I never fail to find gifts, useful and quirky,
some less than $10, and most above. I promise you will smile within minutes,
amused at the variety of oddities.
When I dropped off
two abused pole lamps several weeks ago, a little basket of white, wooly sheep
with darling faces caught my eye. I picked up a sheep to discover a windup key
on its side.
“Bless my soul,” I
whispered. For I’d recently read a book titled “A Shepherd Looks at Psalm 23” wherein
W. Philip Keller, a shepherd, illuminates God’s relationship with us, His sheep.
I’m ever grateful
for the friend who gifted me the book, a woman with eyes to see what people
need. In the pocket-sized masterpiece, Keller ruminates the twelve parts of King
David’s shepherd song as I’ve never read or heard it preached before.
In his progression
from “The Lord is my shepherd” to the final “I will dwell in the house of the
Lord forever” is the fifth promise, “He restores my soul.”
When a child
memorizing this psalm for Sunday school class, I related “He restores my soul”
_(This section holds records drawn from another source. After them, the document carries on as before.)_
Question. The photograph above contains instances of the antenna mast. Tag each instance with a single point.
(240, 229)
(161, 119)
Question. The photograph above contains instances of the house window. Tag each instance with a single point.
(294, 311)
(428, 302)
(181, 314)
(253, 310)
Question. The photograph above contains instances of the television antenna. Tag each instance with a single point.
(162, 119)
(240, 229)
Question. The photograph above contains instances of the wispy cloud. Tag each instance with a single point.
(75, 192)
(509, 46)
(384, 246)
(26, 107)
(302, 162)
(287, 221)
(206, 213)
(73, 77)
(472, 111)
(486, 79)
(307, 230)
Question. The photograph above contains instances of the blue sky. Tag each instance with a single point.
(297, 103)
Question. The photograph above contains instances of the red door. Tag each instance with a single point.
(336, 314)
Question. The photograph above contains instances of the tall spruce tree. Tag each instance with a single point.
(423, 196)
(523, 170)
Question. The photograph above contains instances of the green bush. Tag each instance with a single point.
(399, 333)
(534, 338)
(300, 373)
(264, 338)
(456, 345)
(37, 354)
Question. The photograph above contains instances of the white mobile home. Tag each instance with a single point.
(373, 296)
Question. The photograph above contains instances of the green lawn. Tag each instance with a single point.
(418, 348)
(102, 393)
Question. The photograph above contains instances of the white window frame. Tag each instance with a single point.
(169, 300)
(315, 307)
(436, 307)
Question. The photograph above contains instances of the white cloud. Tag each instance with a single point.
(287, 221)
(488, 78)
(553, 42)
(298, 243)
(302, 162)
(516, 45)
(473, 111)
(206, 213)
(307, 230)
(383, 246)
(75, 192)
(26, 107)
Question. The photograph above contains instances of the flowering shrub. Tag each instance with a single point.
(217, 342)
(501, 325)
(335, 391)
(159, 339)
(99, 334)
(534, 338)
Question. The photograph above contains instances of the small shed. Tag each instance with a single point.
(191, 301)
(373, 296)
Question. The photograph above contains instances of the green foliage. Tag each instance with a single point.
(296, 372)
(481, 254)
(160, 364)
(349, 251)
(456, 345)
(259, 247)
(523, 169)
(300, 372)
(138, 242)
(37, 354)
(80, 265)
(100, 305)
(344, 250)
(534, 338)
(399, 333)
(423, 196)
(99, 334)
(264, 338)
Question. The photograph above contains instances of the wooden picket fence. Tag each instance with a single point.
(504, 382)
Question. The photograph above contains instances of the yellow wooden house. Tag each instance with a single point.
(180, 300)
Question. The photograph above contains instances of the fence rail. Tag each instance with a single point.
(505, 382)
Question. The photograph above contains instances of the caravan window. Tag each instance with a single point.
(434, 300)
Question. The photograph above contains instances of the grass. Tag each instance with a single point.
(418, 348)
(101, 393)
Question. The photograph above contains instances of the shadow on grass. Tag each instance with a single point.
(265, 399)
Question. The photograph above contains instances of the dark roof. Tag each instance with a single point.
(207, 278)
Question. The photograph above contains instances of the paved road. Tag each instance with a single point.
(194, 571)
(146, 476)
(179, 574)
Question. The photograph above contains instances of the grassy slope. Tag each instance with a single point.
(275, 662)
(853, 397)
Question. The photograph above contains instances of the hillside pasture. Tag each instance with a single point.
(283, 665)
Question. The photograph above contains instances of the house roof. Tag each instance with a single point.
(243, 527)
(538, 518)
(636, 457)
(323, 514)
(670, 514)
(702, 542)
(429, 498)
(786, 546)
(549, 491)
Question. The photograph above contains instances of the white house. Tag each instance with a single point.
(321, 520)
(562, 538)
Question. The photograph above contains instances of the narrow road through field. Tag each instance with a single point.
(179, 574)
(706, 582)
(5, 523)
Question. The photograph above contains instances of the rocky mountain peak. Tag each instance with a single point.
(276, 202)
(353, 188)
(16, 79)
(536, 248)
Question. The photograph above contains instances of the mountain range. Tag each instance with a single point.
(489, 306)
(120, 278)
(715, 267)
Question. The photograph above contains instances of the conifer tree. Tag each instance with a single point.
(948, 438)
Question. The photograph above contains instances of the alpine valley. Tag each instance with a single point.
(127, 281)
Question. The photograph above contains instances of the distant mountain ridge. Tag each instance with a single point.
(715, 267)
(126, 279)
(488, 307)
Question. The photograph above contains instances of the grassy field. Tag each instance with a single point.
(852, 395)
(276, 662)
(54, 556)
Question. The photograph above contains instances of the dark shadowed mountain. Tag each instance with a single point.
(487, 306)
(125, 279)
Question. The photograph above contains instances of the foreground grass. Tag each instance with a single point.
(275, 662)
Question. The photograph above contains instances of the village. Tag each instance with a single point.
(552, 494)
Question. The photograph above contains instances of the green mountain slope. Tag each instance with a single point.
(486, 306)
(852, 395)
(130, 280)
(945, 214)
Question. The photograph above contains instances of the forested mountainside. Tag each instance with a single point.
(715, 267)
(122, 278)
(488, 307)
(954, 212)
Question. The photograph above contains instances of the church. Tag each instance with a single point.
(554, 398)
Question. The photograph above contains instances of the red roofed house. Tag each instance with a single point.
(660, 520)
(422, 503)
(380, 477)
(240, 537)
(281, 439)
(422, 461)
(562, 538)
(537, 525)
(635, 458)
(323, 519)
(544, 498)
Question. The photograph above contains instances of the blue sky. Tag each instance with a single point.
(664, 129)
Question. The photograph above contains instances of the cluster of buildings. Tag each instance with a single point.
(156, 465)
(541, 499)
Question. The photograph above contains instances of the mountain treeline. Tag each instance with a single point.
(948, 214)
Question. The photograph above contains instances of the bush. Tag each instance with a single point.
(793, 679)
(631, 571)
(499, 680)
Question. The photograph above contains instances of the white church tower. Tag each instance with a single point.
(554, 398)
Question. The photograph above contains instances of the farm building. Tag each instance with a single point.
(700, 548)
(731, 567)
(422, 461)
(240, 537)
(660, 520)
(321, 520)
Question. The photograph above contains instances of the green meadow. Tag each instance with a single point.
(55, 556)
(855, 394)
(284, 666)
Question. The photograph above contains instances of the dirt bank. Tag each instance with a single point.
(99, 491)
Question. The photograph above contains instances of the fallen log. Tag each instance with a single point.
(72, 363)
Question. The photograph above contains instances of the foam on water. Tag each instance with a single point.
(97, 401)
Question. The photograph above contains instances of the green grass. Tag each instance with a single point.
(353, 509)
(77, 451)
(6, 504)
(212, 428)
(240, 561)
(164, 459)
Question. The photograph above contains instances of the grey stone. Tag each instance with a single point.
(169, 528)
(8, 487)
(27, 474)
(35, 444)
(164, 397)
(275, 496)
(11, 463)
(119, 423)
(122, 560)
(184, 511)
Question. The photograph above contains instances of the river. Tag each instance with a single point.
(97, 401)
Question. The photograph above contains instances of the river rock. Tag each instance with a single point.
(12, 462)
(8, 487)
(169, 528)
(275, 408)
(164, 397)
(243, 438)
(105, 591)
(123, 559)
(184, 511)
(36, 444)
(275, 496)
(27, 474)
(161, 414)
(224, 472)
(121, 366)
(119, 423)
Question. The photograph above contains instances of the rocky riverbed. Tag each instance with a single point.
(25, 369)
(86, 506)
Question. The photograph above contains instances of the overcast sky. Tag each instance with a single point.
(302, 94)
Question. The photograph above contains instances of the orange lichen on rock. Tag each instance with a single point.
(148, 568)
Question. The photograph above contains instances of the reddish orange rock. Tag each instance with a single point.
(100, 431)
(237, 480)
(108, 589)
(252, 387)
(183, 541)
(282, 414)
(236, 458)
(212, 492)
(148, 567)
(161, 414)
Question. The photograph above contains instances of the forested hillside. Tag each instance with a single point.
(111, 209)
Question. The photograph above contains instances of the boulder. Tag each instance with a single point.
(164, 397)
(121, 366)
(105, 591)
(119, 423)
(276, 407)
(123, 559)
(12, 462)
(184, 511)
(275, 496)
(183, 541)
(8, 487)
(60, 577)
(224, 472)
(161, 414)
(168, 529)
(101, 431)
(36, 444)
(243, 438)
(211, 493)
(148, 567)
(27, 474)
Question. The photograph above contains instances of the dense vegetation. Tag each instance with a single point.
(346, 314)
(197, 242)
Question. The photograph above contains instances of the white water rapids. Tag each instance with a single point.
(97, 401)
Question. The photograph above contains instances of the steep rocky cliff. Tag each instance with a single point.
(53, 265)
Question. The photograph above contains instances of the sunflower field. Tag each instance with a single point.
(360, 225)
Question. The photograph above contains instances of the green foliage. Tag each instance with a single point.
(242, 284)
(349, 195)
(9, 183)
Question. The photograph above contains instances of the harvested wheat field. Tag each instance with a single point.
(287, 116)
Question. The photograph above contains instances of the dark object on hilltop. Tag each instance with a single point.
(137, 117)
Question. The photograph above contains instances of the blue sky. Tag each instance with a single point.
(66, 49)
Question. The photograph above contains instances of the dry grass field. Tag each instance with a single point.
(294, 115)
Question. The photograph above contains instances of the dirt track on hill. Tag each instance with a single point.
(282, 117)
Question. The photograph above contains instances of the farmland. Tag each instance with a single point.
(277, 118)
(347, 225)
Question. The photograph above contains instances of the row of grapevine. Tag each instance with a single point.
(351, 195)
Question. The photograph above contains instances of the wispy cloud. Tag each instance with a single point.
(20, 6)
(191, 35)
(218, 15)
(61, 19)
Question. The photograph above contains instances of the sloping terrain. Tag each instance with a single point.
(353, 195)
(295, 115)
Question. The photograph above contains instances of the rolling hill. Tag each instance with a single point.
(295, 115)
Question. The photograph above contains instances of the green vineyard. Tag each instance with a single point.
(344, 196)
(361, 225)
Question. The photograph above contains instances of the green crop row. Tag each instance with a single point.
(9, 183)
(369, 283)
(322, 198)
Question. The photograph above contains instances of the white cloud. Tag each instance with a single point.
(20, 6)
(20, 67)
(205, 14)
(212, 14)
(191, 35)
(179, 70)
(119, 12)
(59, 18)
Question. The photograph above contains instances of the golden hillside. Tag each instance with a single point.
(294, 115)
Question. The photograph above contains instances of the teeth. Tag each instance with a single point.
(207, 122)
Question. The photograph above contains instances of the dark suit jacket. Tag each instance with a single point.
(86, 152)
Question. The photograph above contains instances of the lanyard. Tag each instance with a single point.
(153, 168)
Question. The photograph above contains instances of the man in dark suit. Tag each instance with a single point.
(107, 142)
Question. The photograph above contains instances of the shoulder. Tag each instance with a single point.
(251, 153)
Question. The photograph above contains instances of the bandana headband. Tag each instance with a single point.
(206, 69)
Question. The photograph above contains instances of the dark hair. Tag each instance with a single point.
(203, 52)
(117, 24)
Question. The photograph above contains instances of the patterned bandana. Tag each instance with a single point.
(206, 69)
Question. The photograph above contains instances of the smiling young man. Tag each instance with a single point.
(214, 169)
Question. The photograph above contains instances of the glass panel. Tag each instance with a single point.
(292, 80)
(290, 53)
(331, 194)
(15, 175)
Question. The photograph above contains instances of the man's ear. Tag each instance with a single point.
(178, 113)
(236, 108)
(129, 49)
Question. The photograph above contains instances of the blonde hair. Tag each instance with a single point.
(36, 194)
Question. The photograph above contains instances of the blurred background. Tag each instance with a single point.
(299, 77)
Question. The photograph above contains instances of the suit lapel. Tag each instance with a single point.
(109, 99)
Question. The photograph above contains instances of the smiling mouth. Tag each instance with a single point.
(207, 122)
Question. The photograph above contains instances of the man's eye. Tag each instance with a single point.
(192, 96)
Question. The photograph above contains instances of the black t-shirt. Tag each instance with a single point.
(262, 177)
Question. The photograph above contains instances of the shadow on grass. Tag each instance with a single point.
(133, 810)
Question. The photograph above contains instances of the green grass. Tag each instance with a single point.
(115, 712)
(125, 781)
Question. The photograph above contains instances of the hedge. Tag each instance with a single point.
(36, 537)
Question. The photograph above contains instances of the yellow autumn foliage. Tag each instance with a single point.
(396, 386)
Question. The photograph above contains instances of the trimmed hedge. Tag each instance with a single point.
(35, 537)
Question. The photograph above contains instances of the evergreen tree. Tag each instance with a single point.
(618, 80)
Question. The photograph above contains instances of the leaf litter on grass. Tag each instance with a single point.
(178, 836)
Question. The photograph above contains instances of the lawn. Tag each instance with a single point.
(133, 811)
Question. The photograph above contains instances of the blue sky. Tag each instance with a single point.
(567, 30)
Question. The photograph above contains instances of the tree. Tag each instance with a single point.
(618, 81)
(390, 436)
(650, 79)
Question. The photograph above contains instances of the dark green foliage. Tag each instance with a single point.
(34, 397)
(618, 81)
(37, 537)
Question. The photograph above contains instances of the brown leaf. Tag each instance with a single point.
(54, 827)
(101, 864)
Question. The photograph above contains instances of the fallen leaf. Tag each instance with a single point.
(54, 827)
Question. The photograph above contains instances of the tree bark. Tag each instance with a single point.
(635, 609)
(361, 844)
to God’s forgiveness of my sins—washing my heart, mind, and spirit whiter than
snow.
At age twelve, a
tragic family event separated me from my Sunday school class and church
services—and Pioneer Girls on Friday nights where my teacher placed my first
Bible into my hands.
From that day when
cast down, separated from my Bible teachers and fellow students, I couldn’t
comprehend my Shepherd daily restored my distressed soul with His promises
hidden within my heart.
Five years later,
one marvelous day after cheerleading practice, a friend who needed her soul
restored as much as I, asked, “Iris, would you like me to pick you up for Sunday
school this Sunday?”
The Lord is our
Shepherd, we shall not want. He makes us to lie down in green pastures. He
leads us beside still waters. He restores our soul.
Dear Reader, I
bought a wind-up sheep for my book giver and daughters.
“How cute!” they
said.
We watched the
sheep turn in circles as their dogs sniffed the odd little creature.
As Philip Keller says,
“We may rest assured that our Shepherd will never ask us to face more than we
can stand.”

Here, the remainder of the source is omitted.